Postcard From Pretoria
One of my former students, Katy Glenn, is working in South Africa and sent me the following post on the ongoing AIDS pandemic:
There is much talk here about HIV/AIDS, especially after the release of a major study on the epidemic like the update just published by UNAIDS. The discussion generally focuses on whether AIDS prevention campaigns are working, how to make anti-retroviral drugs accessible to more people, and why Thabo Mbeki's government continues to take such a perplexing, and often infuriating, approach to combating the disease's spread throughout South Africa's population. There is less attention paid, however, to what HIV/AIDS means in terms of the continent's security.
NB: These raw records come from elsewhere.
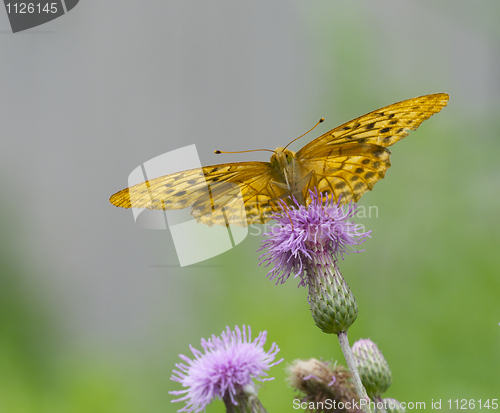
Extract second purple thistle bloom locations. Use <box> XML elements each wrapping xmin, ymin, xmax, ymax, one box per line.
<box><xmin>259</xmin><ymin>191</ymin><xmax>371</xmax><ymax>287</ymax></box>
<box><xmin>170</xmin><ymin>325</ymin><xmax>282</xmax><ymax>412</ymax></box>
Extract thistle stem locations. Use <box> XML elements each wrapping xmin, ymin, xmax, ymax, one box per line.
<box><xmin>374</xmin><ymin>396</ymin><xmax>387</xmax><ymax>413</ymax></box>
<box><xmin>222</xmin><ymin>389</ymin><xmax>269</xmax><ymax>413</ymax></box>
<box><xmin>337</xmin><ymin>331</ymin><xmax>372</xmax><ymax>413</ymax></box>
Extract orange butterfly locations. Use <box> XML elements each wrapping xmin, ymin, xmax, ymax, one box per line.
<box><xmin>109</xmin><ymin>93</ymin><xmax>449</xmax><ymax>226</ymax></box>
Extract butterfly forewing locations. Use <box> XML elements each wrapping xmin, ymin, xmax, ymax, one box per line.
<box><xmin>109</xmin><ymin>161</ymin><xmax>288</xmax><ymax>226</ymax></box>
<box><xmin>295</xmin><ymin>93</ymin><xmax>449</xmax><ymax>205</ymax></box>
<box><xmin>297</xmin><ymin>93</ymin><xmax>449</xmax><ymax>158</ymax></box>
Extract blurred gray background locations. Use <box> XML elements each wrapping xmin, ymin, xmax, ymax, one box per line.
<box><xmin>1</xmin><ymin>1</ymin><xmax>499</xmax><ymax>412</ymax></box>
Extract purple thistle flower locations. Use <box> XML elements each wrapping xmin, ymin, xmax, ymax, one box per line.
<box><xmin>170</xmin><ymin>325</ymin><xmax>282</xmax><ymax>413</ymax></box>
<box><xmin>259</xmin><ymin>191</ymin><xmax>371</xmax><ymax>286</ymax></box>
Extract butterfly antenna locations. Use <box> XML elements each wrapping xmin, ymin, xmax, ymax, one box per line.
<box><xmin>283</xmin><ymin>118</ymin><xmax>324</xmax><ymax>150</ymax></box>
<box><xmin>214</xmin><ymin>148</ymin><xmax>275</xmax><ymax>155</ymax></box>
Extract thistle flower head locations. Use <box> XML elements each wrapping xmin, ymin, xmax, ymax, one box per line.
<box><xmin>287</xmin><ymin>358</ymin><xmax>361</xmax><ymax>413</ymax></box>
<box><xmin>259</xmin><ymin>191</ymin><xmax>371</xmax><ymax>286</ymax></box>
<box><xmin>170</xmin><ymin>325</ymin><xmax>282</xmax><ymax>413</ymax></box>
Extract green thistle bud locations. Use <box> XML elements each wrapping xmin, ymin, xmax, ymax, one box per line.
<box><xmin>351</xmin><ymin>339</ymin><xmax>392</xmax><ymax>398</ymax></box>
<box><xmin>382</xmin><ymin>398</ymin><xmax>406</xmax><ymax>413</ymax></box>
<box><xmin>308</xmin><ymin>260</ymin><xmax>358</xmax><ymax>335</ymax></box>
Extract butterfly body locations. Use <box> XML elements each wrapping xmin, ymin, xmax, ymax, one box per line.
<box><xmin>110</xmin><ymin>93</ymin><xmax>449</xmax><ymax>226</ymax></box>
<box><xmin>268</xmin><ymin>146</ymin><xmax>310</xmax><ymax>206</ymax></box>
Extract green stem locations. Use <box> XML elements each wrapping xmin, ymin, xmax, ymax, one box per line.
<box><xmin>337</xmin><ymin>331</ymin><xmax>372</xmax><ymax>413</ymax></box>
<box><xmin>222</xmin><ymin>387</ymin><xmax>268</xmax><ymax>413</ymax></box>
<box><xmin>374</xmin><ymin>396</ymin><xmax>387</xmax><ymax>413</ymax></box>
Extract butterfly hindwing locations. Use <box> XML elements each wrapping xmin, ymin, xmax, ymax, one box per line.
<box><xmin>300</xmin><ymin>143</ymin><xmax>391</xmax><ymax>204</ymax></box>
<box><xmin>190</xmin><ymin>162</ymin><xmax>288</xmax><ymax>226</ymax></box>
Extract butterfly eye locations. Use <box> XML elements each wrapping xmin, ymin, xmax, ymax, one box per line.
<box><xmin>270</xmin><ymin>154</ymin><xmax>278</xmax><ymax>167</ymax></box>
<box><xmin>286</xmin><ymin>152</ymin><xmax>293</xmax><ymax>163</ymax></box>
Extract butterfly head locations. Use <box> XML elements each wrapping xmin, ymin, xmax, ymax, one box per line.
<box><xmin>270</xmin><ymin>147</ymin><xmax>295</xmax><ymax>170</ymax></box>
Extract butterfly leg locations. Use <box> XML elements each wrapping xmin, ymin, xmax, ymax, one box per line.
<box><xmin>295</xmin><ymin>170</ymin><xmax>315</xmax><ymax>207</ymax></box>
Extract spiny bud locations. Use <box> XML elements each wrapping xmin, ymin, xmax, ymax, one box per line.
<box><xmin>308</xmin><ymin>262</ymin><xmax>358</xmax><ymax>335</ymax></box>
<box><xmin>287</xmin><ymin>358</ymin><xmax>361</xmax><ymax>413</ymax></box>
<box><xmin>351</xmin><ymin>339</ymin><xmax>392</xmax><ymax>398</ymax></box>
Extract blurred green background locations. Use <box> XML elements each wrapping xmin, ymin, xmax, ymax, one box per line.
<box><xmin>1</xmin><ymin>1</ymin><xmax>499</xmax><ymax>412</ymax></box>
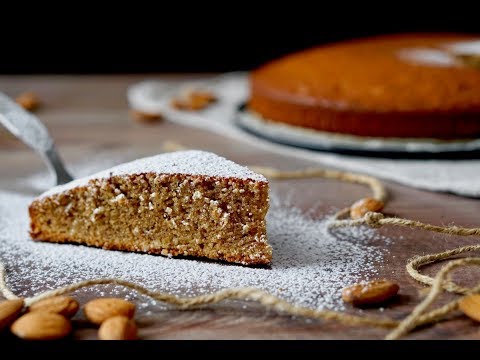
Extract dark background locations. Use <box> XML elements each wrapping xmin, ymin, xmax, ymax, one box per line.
<box><xmin>1</xmin><ymin>5</ymin><xmax>479</xmax><ymax>74</ymax></box>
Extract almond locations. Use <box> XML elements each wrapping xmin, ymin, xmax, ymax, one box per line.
<box><xmin>189</xmin><ymin>90</ymin><xmax>217</xmax><ymax>104</ymax></box>
<box><xmin>84</xmin><ymin>298</ymin><xmax>135</xmax><ymax>325</ymax></box>
<box><xmin>350</xmin><ymin>197</ymin><xmax>384</xmax><ymax>219</ymax></box>
<box><xmin>15</xmin><ymin>92</ymin><xmax>40</xmax><ymax>111</ymax></box>
<box><xmin>129</xmin><ymin>110</ymin><xmax>163</xmax><ymax>123</ymax></box>
<box><xmin>458</xmin><ymin>294</ymin><xmax>480</xmax><ymax>322</ymax></box>
<box><xmin>342</xmin><ymin>279</ymin><xmax>399</xmax><ymax>306</ymax></box>
<box><xmin>11</xmin><ymin>312</ymin><xmax>71</xmax><ymax>340</ymax></box>
<box><xmin>29</xmin><ymin>296</ymin><xmax>79</xmax><ymax>318</ymax></box>
<box><xmin>0</xmin><ymin>299</ymin><xmax>24</xmax><ymax>331</ymax></box>
<box><xmin>98</xmin><ymin>315</ymin><xmax>138</xmax><ymax>340</ymax></box>
<box><xmin>170</xmin><ymin>98</ymin><xmax>198</xmax><ymax>111</ymax></box>
<box><xmin>170</xmin><ymin>90</ymin><xmax>217</xmax><ymax>111</ymax></box>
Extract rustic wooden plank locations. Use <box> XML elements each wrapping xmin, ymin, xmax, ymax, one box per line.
<box><xmin>1</xmin><ymin>75</ymin><xmax>479</xmax><ymax>339</ymax></box>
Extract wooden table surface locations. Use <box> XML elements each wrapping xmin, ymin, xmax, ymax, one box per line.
<box><xmin>1</xmin><ymin>75</ymin><xmax>480</xmax><ymax>340</ymax></box>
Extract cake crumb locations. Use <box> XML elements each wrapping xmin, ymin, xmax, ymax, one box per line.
<box><xmin>193</xmin><ymin>191</ymin><xmax>202</xmax><ymax>200</ymax></box>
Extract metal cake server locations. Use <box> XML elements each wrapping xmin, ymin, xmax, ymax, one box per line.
<box><xmin>0</xmin><ymin>92</ymin><xmax>73</xmax><ymax>185</ymax></box>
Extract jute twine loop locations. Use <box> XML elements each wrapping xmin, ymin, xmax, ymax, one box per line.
<box><xmin>249</xmin><ymin>165</ymin><xmax>387</xmax><ymax>222</ymax></box>
<box><xmin>406</xmin><ymin>245</ymin><xmax>480</xmax><ymax>294</ymax></box>
<box><xmin>386</xmin><ymin>257</ymin><xmax>480</xmax><ymax>340</ymax></box>
<box><xmin>1</xmin><ymin>142</ymin><xmax>479</xmax><ymax>339</ymax></box>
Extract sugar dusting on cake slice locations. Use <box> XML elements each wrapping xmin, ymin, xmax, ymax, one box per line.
<box><xmin>29</xmin><ymin>150</ymin><xmax>271</xmax><ymax>266</ymax></box>
<box><xmin>40</xmin><ymin>150</ymin><xmax>267</xmax><ymax>199</ymax></box>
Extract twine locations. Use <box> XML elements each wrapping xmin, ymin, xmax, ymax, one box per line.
<box><xmin>2</xmin><ymin>252</ymin><xmax>480</xmax><ymax>339</ymax></box>
<box><xmin>248</xmin><ymin>166</ymin><xmax>387</xmax><ymax>203</ymax></box>
<box><xmin>407</xmin><ymin>245</ymin><xmax>480</xmax><ymax>294</ymax></box>
<box><xmin>386</xmin><ymin>258</ymin><xmax>480</xmax><ymax>340</ymax></box>
<box><xmin>330</xmin><ymin>212</ymin><xmax>480</xmax><ymax>235</ymax></box>
<box><xmin>0</xmin><ymin>262</ymin><xmax>396</xmax><ymax>328</ymax></box>
<box><xmin>249</xmin><ymin>166</ymin><xmax>387</xmax><ymax>221</ymax></box>
<box><xmin>1</xmin><ymin>142</ymin><xmax>479</xmax><ymax>339</ymax></box>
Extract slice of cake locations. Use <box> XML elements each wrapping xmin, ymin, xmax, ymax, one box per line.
<box><xmin>29</xmin><ymin>151</ymin><xmax>271</xmax><ymax>265</ymax></box>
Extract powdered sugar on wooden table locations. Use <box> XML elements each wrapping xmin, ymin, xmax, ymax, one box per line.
<box><xmin>0</xmin><ymin>156</ymin><xmax>391</xmax><ymax>313</ymax></box>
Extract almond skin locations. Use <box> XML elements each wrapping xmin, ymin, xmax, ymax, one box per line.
<box><xmin>342</xmin><ymin>279</ymin><xmax>399</xmax><ymax>306</ymax></box>
<box><xmin>98</xmin><ymin>315</ymin><xmax>138</xmax><ymax>340</ymax></box>
<box><xmin>29</xmin><ymin>296</ymin><xmax>79</xmax><ymax>318</ymax></box>
<box><xmin>84</xmin><ymin>298</ymin><xmax>136</xmax><ymax>325</ymax></box>
<box><xmin>350</xmin><ymin>197</ymin><xmax>384</xmax><ymax>219</ymax></box>
<box><xmin>458</xmin><ymin>294</ymin><xmax>480</xmax><ymax>322</ymax></box>
<box><xmin>11</xmin><ymin>312</ymin><xmax>72</xmax><ymax>340</ymax></box>
<box><xmin>0</xmin><ymin>299</ymin><xmax>24</xmax><ymax>331</ymax></box>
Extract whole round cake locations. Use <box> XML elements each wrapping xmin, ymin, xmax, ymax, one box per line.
<box><xmin>248</xmin><ymin>34</ymin><xmax>480</xmax><ymax>139</ymax></box>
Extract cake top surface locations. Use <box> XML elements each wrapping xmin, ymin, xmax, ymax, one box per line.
<box><xmin>39</xmin><ymin>150</ymin><xmax>266</xmax><ymax>198</ymax></box>
<box><xmin>251</xmin><ymin>33</ymin><xmax>480</xmax><ymax>112</ymax></box>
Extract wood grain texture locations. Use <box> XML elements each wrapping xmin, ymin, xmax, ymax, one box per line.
<box><xmin>1</xmin><ymin>75</ymin><xmax>480</xmax><ymax>339</ymax></box>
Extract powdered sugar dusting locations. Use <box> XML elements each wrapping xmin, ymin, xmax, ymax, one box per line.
<box><xmin>39</xmin><ymin>150</ymin><xmax>266</xmax><ymax>198</ymax></box>
<box><xmin>0</xmin><ymin>164</ymin><xmax>391</xmax><ymax>312</ymax></box>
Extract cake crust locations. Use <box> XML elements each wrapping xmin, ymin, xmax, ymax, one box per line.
<box><xmin>249</xmin><ymin>33</ymin><xmax>480</xmax><ymax>139</ymax></box>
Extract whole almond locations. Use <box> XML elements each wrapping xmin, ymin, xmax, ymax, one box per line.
<box><xmin>189</xmin><ymin>90</ymin><xmax>217</xmax><ymax>104</ymax></box>
<box><xmin>15</xmin><ymin>92</ymin><xmax>40</xmax><ymax>111</ymax></box>
<box><xmin>170</xmin><ymin>98</ymin><xmax>204</xmax><ymax>111</ymax></box>
<box><xmin>170</xmin><ymin>90</ymin><xmax>217</xmax><ymax>111</ymax></box>
<box><xmin>350</xmin><ymin>197</ymin><xmax>384</xmax><ymax>219</ymax></box>
<box><xmin>129</xmin><ymin>110</ymin><xmax>163</xmax><ymax>123</ymax></box>
<box><xmin>342</xmin><ymin>279</ymin><xmax>399</xmax><ymax>306</ymax></box>
<box><xmin>0</xmin><ymin>299</ymin><xmax>24</xmax><ymax>331</ymax></box>
<box><xmin>458</xmin><ymin>294</ymin><xmax>480</xmax><ymax>322</ymax></box>
<box><xmin>98</xmin><ymin>315</ymin><xmax>138</xmax><ymax>340</ymax></box>
<box><xmin>29</xmin><ymin>296</ymin><xmax>79</xmax><ymax>318</ymax></box>
<box><xmin>11</xmin><ymin>312</ymin><xmax>71</xmax><ymax>340</ymax></box>
<box><xmin>84</xmin><ymin>298</ymin><xmax>135</xmax><ymax>325</ymax></box>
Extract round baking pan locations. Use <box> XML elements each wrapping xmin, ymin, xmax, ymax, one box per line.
<box><xmin>235</xmin><ymin>106</ymin><xmax>480</xmax><ymax>159</ymax></box>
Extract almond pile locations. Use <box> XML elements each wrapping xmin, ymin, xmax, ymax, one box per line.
<box><xmin>170</xmin><ymin>89</ymin><xmax>217</xmax><ymax>111</ymax></box>
<box><xmin>0</xmin><ymin>295</ymin><xmax>138</xmax><ymax>340</ymax></box>
<box><xmin>8</xmin><ymin>296</ymin><xmax>77</xmax><ymax>340</ymax></box>
<box><xmin>84</xmin><ymin>298</ymin><xmax>137</xmax><ymax>340</ymax></box>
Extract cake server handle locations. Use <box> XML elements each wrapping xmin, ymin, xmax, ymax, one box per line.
<box><xmin>0</xmin><ymin>92</ymin><xmax>74</xmax><ymax>185</ymax></box>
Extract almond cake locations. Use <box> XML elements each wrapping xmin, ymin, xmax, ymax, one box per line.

Africa's AIDS crisis has dealt a severe blow to its militaries. UNAIDS estimates that the HIV prevalence rate in African militaries is two to five times the rate among the comparable civilian population in times of peace, and far higher during an ongoing conflict. This is a chilling statistic under any circumstances, but especially when the stunningly high rates of HIV/AIDS prevalence in Africa are taken into account. In sub-Saharan Africa, the HIV prevalence rate among adults aged 15-49 is 7.2%. In Southern Africa specifically, the numbers are higher still: 21% in Zimbabwe and a devastating 29.5% in South Africa. Studies have shown that the armed forces in Angola, Cameroon, Nigeria, South Africa, and Uganda have much higher rates of infection than the general population. AIDS is the leading cause of death among members of Africa's armed forces--outstripping both combat and malaria.